G20 ülkelerinin küresel büyümenin canlanması ve kredi kanallarının açılması için 1.1 trilyon dolarlık ek destek sağlayacağını açıklaması global piyasalardaki yükselişin hızlanmasına neden oldu. Dünya borsaları krizde gördüğü dip seviyelerine göre %20'den fazla yükseldi.

Borsa'nın dip noktasına göre %20'den fazla yükselmesi,  "yeni bir boğa piyasası mı başlıyor? " tartışmasını beraberinde getirdi. 2010 yılı ortalarından önce küresel ekonomide ve şirket karlarında kalıcı bir toparlanma olmasını beklemiyoruz. Bu nedenle hisse senedi piyasası geneli için bugünden "AL" önerisi vermiyoruz.

Buna karşın,  ayı piyasası yükselişlerinin önemini yadsımıyoruz. Geçmiş verinin incelenmesi ekonomik durgunluk ve şirketlerin karları dibe vurmadığı halde beklentilerdeki iyileşmeye bağlı olarak borsada  %20-25'lik dalgalanmalar yaşandığını gösteriyor.

Bu nedenle, ay içinde çıkardığımız raporumuzla borsadaki sert yükselişin henüz başında iken hisse senedi piyasası için  "SAT" olan görüşümüzü "TUT" olarak değiştirdik. 

G-20 zirvesinde açıklanan 1.1 trilyon dolarlık destek paketine rağmen "TUT" görüşümüzü koruyoruz.  Çünkü G-20 ülkelerinin küresel krize karşı ortak ve etkin bir ekonomi politikası uygulayacağına ikna olmadık.

Zirve sonrası yapılan ortak açıklamada üç önemli eksiklik görüyoruz. (i) Küresel talebi artırmak için cesur ve aktif bir maliye politikasının uygulanacağı taahhüdü verilmedi.  (ii) Yüksek tasarruf fazlası olan Almanya ve Çin gibi ülkelerin tasarruf açığı olan ABD, İspanya, İngiltere gibi ülkelere göre daha genişleyici maliye politikaları uygulaması sağlanamadı. (iii) Bankacılık sektöründe yaşanan sorunlara karşı küresel bir çözüm bulunamadı. 

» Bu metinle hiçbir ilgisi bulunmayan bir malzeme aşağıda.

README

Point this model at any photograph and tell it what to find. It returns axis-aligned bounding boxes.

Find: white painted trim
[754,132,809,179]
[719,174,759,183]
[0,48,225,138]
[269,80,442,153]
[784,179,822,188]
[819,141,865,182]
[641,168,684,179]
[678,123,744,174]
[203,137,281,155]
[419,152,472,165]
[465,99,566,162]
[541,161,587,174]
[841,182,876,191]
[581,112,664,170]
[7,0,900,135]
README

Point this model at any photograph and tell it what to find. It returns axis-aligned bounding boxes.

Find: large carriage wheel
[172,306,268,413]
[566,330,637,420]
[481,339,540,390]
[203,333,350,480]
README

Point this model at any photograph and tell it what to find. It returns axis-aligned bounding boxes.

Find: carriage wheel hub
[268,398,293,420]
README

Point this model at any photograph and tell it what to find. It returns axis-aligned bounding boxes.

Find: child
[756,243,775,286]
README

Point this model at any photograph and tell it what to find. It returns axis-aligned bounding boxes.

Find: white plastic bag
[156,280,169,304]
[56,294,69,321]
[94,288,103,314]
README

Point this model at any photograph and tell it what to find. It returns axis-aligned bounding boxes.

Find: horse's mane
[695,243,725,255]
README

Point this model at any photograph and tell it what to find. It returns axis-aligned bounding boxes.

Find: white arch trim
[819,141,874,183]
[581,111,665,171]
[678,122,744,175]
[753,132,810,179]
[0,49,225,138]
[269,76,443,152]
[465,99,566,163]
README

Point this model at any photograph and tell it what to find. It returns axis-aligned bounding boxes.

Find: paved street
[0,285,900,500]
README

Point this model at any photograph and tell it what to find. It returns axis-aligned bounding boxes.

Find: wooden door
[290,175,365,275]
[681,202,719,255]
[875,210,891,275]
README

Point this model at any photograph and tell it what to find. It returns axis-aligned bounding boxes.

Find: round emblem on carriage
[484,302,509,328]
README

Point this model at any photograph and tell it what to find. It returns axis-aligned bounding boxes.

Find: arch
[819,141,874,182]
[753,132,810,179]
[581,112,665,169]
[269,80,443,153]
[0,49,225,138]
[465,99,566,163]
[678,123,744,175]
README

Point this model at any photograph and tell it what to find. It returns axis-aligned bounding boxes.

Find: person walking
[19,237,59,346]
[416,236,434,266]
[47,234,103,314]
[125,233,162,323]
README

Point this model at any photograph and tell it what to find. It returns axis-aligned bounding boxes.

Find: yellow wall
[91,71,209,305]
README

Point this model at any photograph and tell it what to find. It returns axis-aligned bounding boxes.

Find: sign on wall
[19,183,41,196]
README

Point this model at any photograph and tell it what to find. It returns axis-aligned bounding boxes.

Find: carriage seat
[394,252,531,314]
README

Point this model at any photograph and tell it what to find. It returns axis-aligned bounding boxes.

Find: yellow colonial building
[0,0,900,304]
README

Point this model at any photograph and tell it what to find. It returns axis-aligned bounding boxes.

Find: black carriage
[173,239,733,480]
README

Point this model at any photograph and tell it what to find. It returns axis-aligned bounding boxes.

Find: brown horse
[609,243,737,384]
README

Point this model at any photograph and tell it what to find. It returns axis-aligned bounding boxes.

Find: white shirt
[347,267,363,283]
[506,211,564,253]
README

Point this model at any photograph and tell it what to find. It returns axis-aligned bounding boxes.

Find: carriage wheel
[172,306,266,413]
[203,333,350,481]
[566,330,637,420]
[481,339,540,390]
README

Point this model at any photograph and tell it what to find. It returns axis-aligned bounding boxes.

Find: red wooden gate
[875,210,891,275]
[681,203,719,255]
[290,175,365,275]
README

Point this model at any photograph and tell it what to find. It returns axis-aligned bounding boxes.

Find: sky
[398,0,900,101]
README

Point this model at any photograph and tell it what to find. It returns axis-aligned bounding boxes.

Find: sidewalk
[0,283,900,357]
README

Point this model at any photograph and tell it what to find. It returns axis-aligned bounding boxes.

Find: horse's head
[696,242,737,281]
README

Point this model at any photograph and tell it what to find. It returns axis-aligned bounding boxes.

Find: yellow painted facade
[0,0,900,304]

Buna karşın Uluslararası Para Fonu'nun borç verme kapasitesinin üç katına çıkmasının Türkiye gibi yüksek finansman ihtiyacı olan ülkeler için önemli bir fırsat olduğu bir gerçek.  G-20 zirvesinden basına yansıyan bilgilere göre Türkiye ve Uluslararası Para Fonu önceki aylarda sorun çıkaran konularda prensip anlaşmasına vardı. 

Piyasa oyuncuları IMF ile 2 - 3 yıllık bir stand-by programı yapılmasını ve 25 - 30 milyar dolarlık kaynak sağlanmasını bekliyor. Ne diyelim? Umarız bu defa doğru çıkar. Yerel seçimleri geride bırakan AKP hükümeti   IMF ile daha fazla geciktirmeden nikah tazelerse  piyasalardaki bahar sevinci bir süre daha sürebilir.